Road - class 3 togher, Derrymany, Co. Longford
Co. Longford |
Roads & Tracks
Beneath the boglands of Derrymany in County Longford, a road made of wood survives in the waterlogged ground, placed there by hands that understood both the landscape and the timber they were working with.
It is a togher, an ancient trackway laid across soft or wet terrain to make passage possible where the ground alone could not bear it. This particular example runs on a northeast to southwest orientation and measures 2.5 metres wide and roughly 26 centimetres deep, dimensions that suggest something built with a degree of care and intention rather than a quick seasonal fix.

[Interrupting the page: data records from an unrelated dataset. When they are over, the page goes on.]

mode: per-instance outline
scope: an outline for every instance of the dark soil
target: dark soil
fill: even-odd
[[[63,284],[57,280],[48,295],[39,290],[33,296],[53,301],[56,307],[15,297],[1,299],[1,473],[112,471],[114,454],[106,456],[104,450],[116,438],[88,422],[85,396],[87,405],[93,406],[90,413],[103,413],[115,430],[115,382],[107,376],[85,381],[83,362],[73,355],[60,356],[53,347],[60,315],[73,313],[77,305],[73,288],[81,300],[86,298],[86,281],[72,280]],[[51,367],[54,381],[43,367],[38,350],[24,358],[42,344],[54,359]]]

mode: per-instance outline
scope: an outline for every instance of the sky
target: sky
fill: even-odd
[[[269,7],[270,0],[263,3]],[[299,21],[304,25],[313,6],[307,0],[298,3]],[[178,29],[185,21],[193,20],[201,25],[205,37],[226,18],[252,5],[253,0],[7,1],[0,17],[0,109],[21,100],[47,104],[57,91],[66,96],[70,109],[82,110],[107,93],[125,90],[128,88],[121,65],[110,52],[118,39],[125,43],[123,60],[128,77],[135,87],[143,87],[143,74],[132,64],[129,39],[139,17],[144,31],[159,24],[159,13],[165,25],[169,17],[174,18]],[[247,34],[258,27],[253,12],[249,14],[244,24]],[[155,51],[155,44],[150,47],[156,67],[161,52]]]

The construction method is specific and telling. Large birch roundwood pieces, each up to about 16.5 centimetres in diameter, were laid lengthways along the trackway to form its structural core. Between these, hazel brushwood with an average diameter of around 3.5 centimetres was woven or packed in, providing both stability and a surface that could distribute weight across the boggy ground beneath. Bogs preserve organic material extraordinarily well by keeping it starved of oxygen, which is why wood that might otherwise have rotted centuries ago can still be examined in detail. In this case, there was clear evidence of woodworking on the timbers, meaning the builders were shaping and preparing their materials rather than simply laying down whatever came to hand. The combination of birch and hazel was not accidental either; both were common, fast-growing Irish woodland species that would have been readily available and well understood by anyone with experience of managing woodland for practical use.